Kein Denkmalschutz;-)
Insgesamt in gutem Zustand ist das Fachwerk laut Aussage des Sachverständigen. Lediglich an zwei Stellen ist ein Balken leicht angegriffen. Ausschleifen und mit Holzersatz beimachen wäre ausreichend.

Wir überlegen nun, nachdem wir mit Sachverständigen, Dachdecker und Zimmermann gesprochen hatten, tatsächlich zu kaufen.
Wie saniert man ein Fachwerk sinnvoll, auf die ganz urtümliche Weise, mit Stein und Mörtel oder mit Gika Platte und Gips.

Ich lese hier über 4 Monate mit, habe auch Konrad Fischers Ausführung über Dämmung und Sanierung im Net gesehen......
Die Meinungen übers Sanieren gehen auch hier bei Fachwerk.de sehr stark auseinander.
Was ist das Richtige, das schnelle zeitgemäße oder das traditionell bewährte ???

Würde mich über eure Meinung und Diskussionen sehr freuen.

Jochen



Aller Anfang ist leicht



schreibt Goethe

und Sie schreiben:
Insgesamt in gutem Zustand ist das Fachwerk laut Aussage des Sachverständigen.
Was hat er wie angesehen? Wie intensiv?
Schadenskartierung?

Lediglich an zwei Stellen ist ein Balken leicht angegriffen. Ausschleifen und mit Holzersatz beimachen wäre ausreichend.
Holzersatz ist Gift und nicht ernst zu nehmen!
Wei Profihaft war der GA?

Wir überlegen nun, nachdem wir mit Sachverständigen, Dachdecker und Zimmermann gesprochen hatten, tatsächlich zu kaufen.
Gut!

Wie saniert man ein Fachwerk sinnvoll, auf die ganz urtümliche Weise, mit Stein und Mörtel oder mit Gika Platte und Gips.
Mit letzteren NICHT!

Ich lese hier über 4 Monate mit, habe auch Konrad Fischers Ausführung über Dämmung und Sanierung im Net gesehen......
Die Meinungen übers Sanieren gehen auch hier bei Fachwerk.de sehr stark auseinander.
Was ist das Richtige, das schnelle zeitgemäße oder das traditionell bewährte ???

Ich denke eher an das althergebrachte.

Allerdings sollte man die ganze Angelegenheit gut planen und vorher richtig fachlich untersuchen lassen - dann evtl eine Schadenskartierung vornehmen und dann ein ordentliches Sanierungskonzept erarbeiten lassen.

Gutes Gelingen

FK



das Traditionelle .....



Ich habe auch gerade ein Fachwerkhäuschen mit Ziegelanbau gekauft.
Nach der Schadenskartierung, haben wir ein Umbaukonzept ,mit Zeichnung von der Fachfrau,erstellt, unsere Sanierung läßt sich gut in mehrere Bauabschnitte aufteilen.
Mein Partner und ich möchten möglichst viel mit traditionellen Baustoffen arbeiten.

Durch viel Glück habe ich durch Empfehlung anderer Fachwerkfreunde Handwerker gefunden, die sich auf Altbausanierungen verstehen. wichtig war uns auch, dass die Chemie zwischen uns und der Firma stimmt.

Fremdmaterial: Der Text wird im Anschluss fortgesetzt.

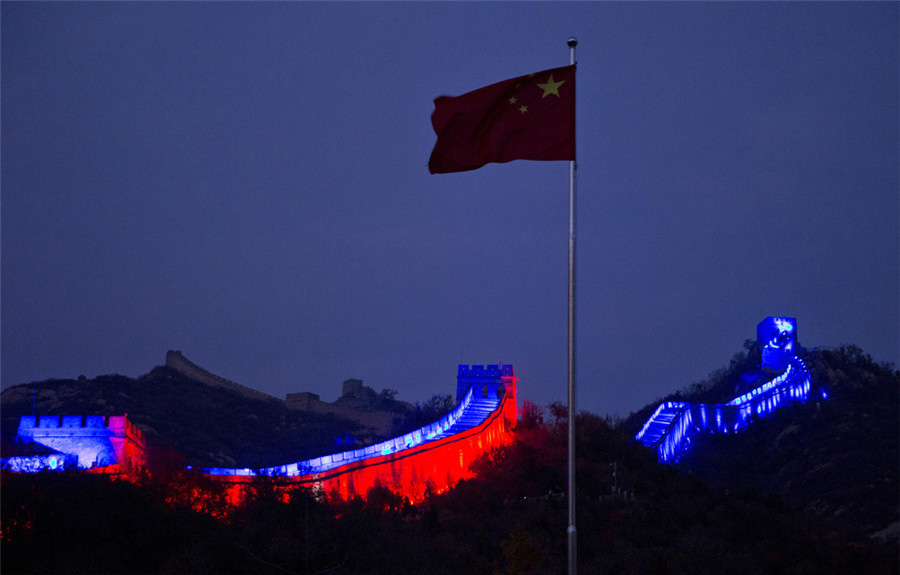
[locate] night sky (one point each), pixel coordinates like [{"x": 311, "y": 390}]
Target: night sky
[{"x": 248, "y": 183}]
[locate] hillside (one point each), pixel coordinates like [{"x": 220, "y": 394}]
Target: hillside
[
  {"x": 835, "y": 460},
  {"x": 812, "y": 489},
  {"x": 207, "y": 425}
]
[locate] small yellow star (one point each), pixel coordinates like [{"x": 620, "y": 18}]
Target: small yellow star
[{"x": 551, "y": 87}]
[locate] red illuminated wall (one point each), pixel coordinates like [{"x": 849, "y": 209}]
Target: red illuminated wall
[{"x": 437, "y": 465}]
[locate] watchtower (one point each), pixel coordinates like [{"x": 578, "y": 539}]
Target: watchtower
[
  {"x": 776, "y": 337},
  {"x": 491, "y": 379}
]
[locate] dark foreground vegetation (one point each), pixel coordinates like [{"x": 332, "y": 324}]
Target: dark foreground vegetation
[{"x": 812, "y": 490}]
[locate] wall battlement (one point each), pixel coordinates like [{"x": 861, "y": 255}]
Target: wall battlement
[
  {"x": 492, "y": 379},
  {"x": 83, "y": 441}
]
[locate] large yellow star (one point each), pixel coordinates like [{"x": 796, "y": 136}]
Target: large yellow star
[{"x": 551, "y": 87}]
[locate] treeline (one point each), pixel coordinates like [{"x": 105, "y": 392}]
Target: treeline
[
  {"x": 634, "y": 516},
  {"x": 800, "y": 492}
]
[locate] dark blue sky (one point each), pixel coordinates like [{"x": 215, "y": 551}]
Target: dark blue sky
[{"x": 248, "y": 183}]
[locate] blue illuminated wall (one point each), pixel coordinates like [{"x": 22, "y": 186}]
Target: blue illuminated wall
[
  {"x": 670, "y": 429},
  {"x": 777, "y": 338},
  {"x": 75, "y": 441}
]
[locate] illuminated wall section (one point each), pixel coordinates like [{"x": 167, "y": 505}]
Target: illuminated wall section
[
  {"x": 432, "y": 458},
  {"x": 670, "y": 428},
  {"x": 112, "y": 444}
]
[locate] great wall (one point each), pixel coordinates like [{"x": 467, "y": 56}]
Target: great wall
[{"x": 432, "y": 458}]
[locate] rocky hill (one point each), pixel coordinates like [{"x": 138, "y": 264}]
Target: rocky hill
[
  {"x": 212, "y": 426},
  {"x": 835, "y": 461}
]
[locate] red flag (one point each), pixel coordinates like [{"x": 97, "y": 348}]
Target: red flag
[{"x": 527, "y": 118}]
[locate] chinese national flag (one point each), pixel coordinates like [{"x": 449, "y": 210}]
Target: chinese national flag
[{"x": 527, "y": 118}]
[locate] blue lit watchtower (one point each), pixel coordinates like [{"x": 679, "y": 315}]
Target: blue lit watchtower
[{"x": 777, "y": 337}]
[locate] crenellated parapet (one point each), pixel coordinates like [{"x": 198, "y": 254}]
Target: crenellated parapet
[
  {"x": 670, "y": 429},
  {"x": 82, "y": 441},
  {"x": 493, "y": 380}
]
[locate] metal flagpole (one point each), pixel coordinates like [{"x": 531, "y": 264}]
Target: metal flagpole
[{"x": 571, "y": 531}]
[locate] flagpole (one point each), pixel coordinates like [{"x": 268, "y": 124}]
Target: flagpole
[{"x": 571, "y": 531}]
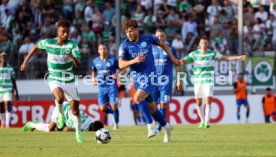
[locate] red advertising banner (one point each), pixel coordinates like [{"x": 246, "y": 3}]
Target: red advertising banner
[{"x": 24, "y": 111}]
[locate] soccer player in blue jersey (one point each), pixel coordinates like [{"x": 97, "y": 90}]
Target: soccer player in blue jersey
[
  {"x": 105, "y": 77},
  {"x": 136, "y": 52},
  {"x": 164, "y": 71}
]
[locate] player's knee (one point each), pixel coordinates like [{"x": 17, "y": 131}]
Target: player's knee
[
  {"x": 60, "y": 98},
  {"x": 103, "y": 108},
  {"x": 114, "y": 107},
  {"x": 75, "y": 111},
  {"x": 152, "y": 107}
]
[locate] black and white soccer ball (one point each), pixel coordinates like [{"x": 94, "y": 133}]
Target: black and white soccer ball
[{"x": 103, "y": 136}]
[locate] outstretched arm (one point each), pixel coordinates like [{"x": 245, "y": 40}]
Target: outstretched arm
[
  {"x": 230, "y": 58},
  {"x": 169, "y": 52},
  {"x": 30, "y": 54},
  {"x": 76, "y": 61},
  {"x": 124, "y": 63}
]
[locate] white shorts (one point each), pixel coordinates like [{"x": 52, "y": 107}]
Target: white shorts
[
  {"x": 69, "y": 89},
  {"x": 203, "y": 90},
  {"x": 6, "y": 97}
]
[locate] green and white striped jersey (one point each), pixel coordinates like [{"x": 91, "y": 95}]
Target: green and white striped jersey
[
  {"x": 68, "y": 115},
  {"x": 6, "y": 76},
  {"x": 60, "y": 66},
  {"x": 204, "y": 66}
]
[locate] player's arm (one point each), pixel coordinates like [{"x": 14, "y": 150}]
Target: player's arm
[
  {"x": 169, "y": 52},
  {"x": 123, "y": 71},
  {"x": 236, "y": 89},
  {"x": 30, "y": 54},
  {"x": 231, "y": 58},
  {"x": 76, "y": 61},
  {"x": 125, "y": 63},
  {"x": 15, "y": 88},
  {"x": 94, "y": 77},
  {"x": 75, "y": 55}
]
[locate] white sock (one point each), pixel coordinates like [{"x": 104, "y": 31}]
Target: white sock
[
  {"x": 40, "y": 126},
  {"x": 59, "y": 107},
  {"x": 77, "y": 123},
  {"x": 8, "y": 119},
  {"x": 200, "y": 113},
  {"x": 207, "y": 113},
  {"x": 2, "y": 118}
]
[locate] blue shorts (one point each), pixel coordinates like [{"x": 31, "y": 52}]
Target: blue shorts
[
  {"x": 149, "y": 88},
  {"x": 242, "y": 102},
  {"x": 108, "y": 94},
  {"x": 135, "y": 108},
  {"x": 164, "y": 93}
]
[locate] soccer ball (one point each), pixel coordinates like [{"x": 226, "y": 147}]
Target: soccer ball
[{"x": 103, "y": 136}]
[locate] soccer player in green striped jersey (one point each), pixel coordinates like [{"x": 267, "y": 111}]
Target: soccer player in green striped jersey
[
  {"x": 62, "y": 54},
  {"x": 204, "y": 71},
  {"x": 7, "y": 84}
]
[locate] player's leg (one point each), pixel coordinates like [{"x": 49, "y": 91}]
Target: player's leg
[
  {"x": 2, "y": 114},
  {"x": 71, "y": 94},
  {"x": 247, "y": 109},
  {"x": 113, "y": 100},
  {"x": 208, "y": 93},
  {"x": 140, "y": 97},
  {"x": 165, "y": 99},
  {"x": 45, "y": 127},
  {"x": 267, "y": 118},
  {"x": 238, "y": 102},
  {"x": 207, "y": 111},
  {"x": 58, "y": 93},
  {"x": 198, "y": 96}
]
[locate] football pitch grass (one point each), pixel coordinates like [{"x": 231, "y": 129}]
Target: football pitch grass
[{"x": 219, "y": 140}]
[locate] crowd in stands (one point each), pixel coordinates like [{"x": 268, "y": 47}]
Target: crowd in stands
[{"x": 25, "y": 22}]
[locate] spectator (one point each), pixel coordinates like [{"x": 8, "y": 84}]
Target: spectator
[
  {"x": 97, "y": 20},
  {"x": 189, "y": 26},
  {"x": 170, "y": 31},
  {"x": 213, "y": 10},
  {"x": 7, "y": 20},
  {"x": 146, "y": 4},
  {"x": 139, "y": 16},
  {"x": 3, "y": 7},
  {"x": 185, "y": 6},
  {"x": 109, "y": 12},
  {"x": 88, "y": 12},
  {"x": 250, "y": 15},
  {"x": 269, "y": 105},
  {"x": 178, "y": 45},
  {"x": 107, "y": 32},
  {"x": 149, "y": 21},
  {"x": 48, "y": 9},
  {"x": 262, "y": 14}
]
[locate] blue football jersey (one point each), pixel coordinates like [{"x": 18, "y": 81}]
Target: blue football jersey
[
  {"x": 163, "y": 63},
  {"x": 105, "y": 70},
  {"x": 130, "y": 50}
]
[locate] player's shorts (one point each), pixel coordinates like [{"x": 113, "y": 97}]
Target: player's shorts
[
  {"x": 164, "y": 93},
  {"x": 242, "y": 102},
  {"x": 70, "y": 89},
  {"x": 203, "y": 90},
  {"x": 135, "y": 108},
  {"x": 149, "y": 88},
  {"x": 5, "y": 97},
  {"x": 107, "y": 95}
]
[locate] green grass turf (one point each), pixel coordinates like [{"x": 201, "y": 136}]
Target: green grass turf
[{"x": 219, "y": 140}]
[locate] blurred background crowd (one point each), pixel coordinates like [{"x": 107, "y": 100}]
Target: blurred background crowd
[{"x": 25, "y": 22}]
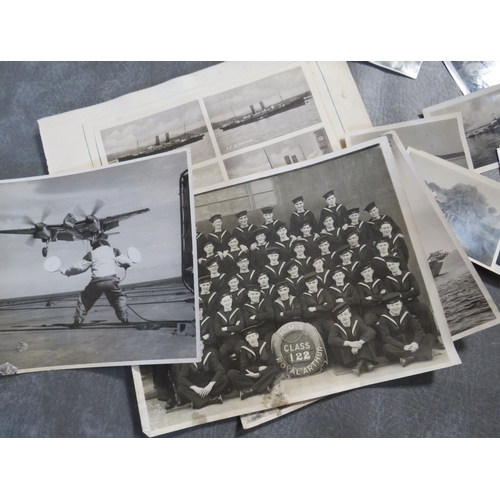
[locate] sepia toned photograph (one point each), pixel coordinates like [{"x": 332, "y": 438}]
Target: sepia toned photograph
[
  {"x": 470, "y": 203},
  {"x": 472, "y": 76},
  {"x": 467, "y": 305},
  {"x": 481, "y": 119},
  {"x": 161, "y": 132},
  {"x": 98, "y": 267},
  {"x": 262, "y": 110},
  {"x": 421, "y": 135},
  {"x": 300, "y": 148},
  {"x": 283, "y": 316},
  {"x": 405, "y": 68}
]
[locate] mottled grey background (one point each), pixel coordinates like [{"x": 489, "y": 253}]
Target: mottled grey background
[{"x": 461, "y": 401}]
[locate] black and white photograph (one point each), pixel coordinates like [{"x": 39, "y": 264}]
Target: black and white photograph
[
  {"x": 481, "y": 119},
  {"x": 421, "y": 135},
  {"x": 272, "y": 107},
  {"x": 98, "y": 267},
  {"x": 406, "y": 68},
  {"x": 160, "y": 132},
  {"x": 474, "y": 75},
  {"x": 296, "y": 149},
  {"x": 307, "y": 275},
  {"x": 207, "y": 175},
  {"x": 470, "y": 203},
  {"x": 467, "y": 305}
]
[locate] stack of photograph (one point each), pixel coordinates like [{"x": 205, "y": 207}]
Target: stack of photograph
[{"x": 249, "y": 243}]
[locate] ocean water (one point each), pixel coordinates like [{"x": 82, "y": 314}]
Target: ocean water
[
  {"x": 269, "y": 128},
  {"x": 463, "y": 303}
]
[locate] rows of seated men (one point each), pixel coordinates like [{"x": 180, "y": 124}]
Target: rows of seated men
[
  {"x": 272, "y": 244},
  {"x": 338, "y": 273},
  {"x": 239, "y": 358}
]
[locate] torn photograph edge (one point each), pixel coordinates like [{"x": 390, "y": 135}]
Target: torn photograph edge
[{"x": 157, "y": 421}]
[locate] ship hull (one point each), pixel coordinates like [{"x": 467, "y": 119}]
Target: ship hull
[
  {"x": 266, "y": 113},
  {"x": 163, "y": 148}
]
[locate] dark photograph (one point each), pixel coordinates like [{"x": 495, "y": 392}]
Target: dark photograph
[
  {"x": 262, "y": 110},
  {"x": 309, "y": 284},
  {"x": 159, "y": 133}
]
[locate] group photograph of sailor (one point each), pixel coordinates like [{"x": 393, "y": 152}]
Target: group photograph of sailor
[{"x": 325, "y": 254}]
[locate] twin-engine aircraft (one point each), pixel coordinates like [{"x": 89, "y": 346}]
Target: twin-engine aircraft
[{"x": 89, "y": 228}]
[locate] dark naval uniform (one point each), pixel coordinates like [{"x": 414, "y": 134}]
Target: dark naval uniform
[
  {"x": 231, "y": 339},
  {"x": 200, "y": 374},
  {"x": 251, "y": 359},
  {"x": 261, "y": 317}
]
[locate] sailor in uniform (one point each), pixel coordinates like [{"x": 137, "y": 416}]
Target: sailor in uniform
[
  {"x": 258, "y": 256},
  {"x": 275, "y": 266},
  {"x": 244, "y": 229},
  {"x": 351, "y": 341},
  {"x": 258, "y": 313},
  {"x": 238, "y": 293},
  {"x": 246, "y": 275},
  {"x": 317, "y": 306},
  {"x": 336, "y": 210},
  {"x": 405, "y": 283},
  {"x": 202, "y": 383},
  {"x": 258, "y": 370},
  {"x": 228, "y": 325},
  {"x": 403, "y": 338},
  {"x": 208, "y": 296},
  {"x": 286, "y": 307},
  {"x": 300, "y": 215},
  {"x": 397, "y": 242},
  {"x": 360, "y": 251},
  {"x": 270, "y": 223},
  {"x": 364, "y": 230},
  {"x": 218, "y": 236},
  {"x": 282, "y": 239},
  {"x": 343, "y": 291},
  {"x": 295, "y": 277},
  {"x": 336, "y": 234},
  {"x": 376, "y": 217},
  {"x": 218, "y": 279}
]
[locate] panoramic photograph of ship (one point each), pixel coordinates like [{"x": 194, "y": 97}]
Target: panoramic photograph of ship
[
  {"x": 158, "y": 133},
  {"x": 263, "y": 110}
]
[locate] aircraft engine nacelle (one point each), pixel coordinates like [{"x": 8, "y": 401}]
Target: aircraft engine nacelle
[{"x": 42, "y": 231}]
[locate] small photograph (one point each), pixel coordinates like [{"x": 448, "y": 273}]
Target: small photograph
[
  {"x": 492, "y": 173},
  {"x": 405, "y": 68},
  {"x": 308, "y": 276},
  {"x": 262, "y": 110},
  {"x": 481, "y": 119},
  {"x": 207, "y": 175},
  {"x": 474, "y": 75},
  {"x": 421, "y": 135},
  {"x": 98, "y": 267},
  {"x": 470, "y": 203},
  {"x": 467, "y": 305},
  {"x": 159, "y": 133},
  {"x": 301, "y": 148}
]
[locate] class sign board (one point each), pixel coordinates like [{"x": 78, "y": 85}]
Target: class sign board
[{"x": 299, "y": 349}]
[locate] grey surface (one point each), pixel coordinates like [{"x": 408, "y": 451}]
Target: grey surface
[{"x": 461, "y": 401}]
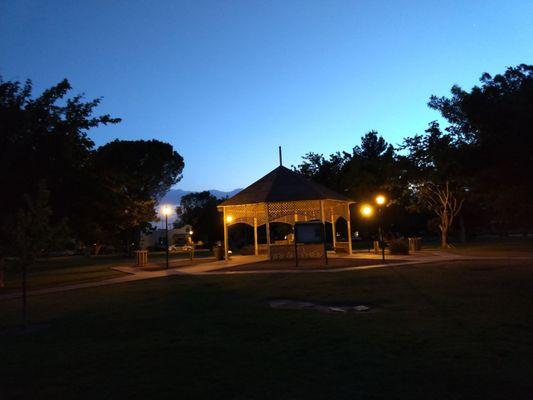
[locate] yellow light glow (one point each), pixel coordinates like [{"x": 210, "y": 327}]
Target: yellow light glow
[
  {"x": 380, "y": 199},
  {"x": 367, "y": 210},
  {"x": 166, "y": 210}
]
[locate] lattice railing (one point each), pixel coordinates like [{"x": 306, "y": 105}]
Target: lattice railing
[{"x": 288, "y": 212}]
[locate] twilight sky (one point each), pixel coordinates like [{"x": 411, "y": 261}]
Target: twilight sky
[{"x": 226, "y": 82}]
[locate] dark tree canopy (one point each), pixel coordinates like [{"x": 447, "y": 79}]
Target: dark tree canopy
[
  {"x": 495, "y": 120},
  {"x": 200, "y": 211},
  {"x": 102, "y": 195},
  {"x": 44, "y": 139}
]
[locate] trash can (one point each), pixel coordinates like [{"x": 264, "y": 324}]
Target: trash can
[
  {"x": 218, "y": 252},
  {"x": 142, "y": 257}
]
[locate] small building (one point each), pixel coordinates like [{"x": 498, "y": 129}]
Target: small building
[
  {"x": 157, "y": 238},
  {"x": 285, "y": 196}
]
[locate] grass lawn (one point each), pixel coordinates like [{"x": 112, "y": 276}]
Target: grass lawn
[
  {"x": 308, "y": 264},
  {"x": 488, "y": 246},
  {"x": 460, "y": 330},
  {"x": 58, "y": 271}
]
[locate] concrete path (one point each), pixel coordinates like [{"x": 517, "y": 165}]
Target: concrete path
[{"x": 211, "y": 267}]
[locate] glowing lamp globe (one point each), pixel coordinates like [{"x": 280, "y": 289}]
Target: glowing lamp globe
[{"x": 366, "y": 210}]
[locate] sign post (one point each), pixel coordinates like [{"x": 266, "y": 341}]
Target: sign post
[{"x": 313, "y": 232}]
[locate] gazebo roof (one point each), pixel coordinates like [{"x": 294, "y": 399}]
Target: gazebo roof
[{"x": 282, "y": 184}]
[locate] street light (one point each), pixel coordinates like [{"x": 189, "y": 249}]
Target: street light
[
  {"x": 380, "y": 201},
  {"x": 166, "y": 210},
  {"x": 367, "y": 210}
]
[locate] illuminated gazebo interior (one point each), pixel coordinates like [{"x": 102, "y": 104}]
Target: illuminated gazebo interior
[{"x": 288, "y": 197}]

Wenn ein Firmeninhaber zu uns kommt und raushängen läßt, dass unser haus zusammengeschoben gehört, kann er gleich wieder gehen.
Wände mit schadhaftem Lehmputz werden wieder mit Lehm verputzt.

An manchen Stellen schließen wir auch Kompromisse: beim Ziegelanbau wurde nachträglich eine horizontale Feuchtigkeitssperre eingebaut, mein Wunsch von einer sichtbaren Balkendecke klappt auch nicht. Im Ziegelanbau wurde so oft an und umgebaut sodass keine einheitliche Balkendecke vorhanden ist, so haben wir die Styropordecke entfernt und werden eine glatte Gipskartondecke einbauen :-(

Viel Spaß wünscht Maccaroni



Moin Jochen,



Am besten lässt du's wie's ist, das hat schliesslich bis heute funktioniert....:-))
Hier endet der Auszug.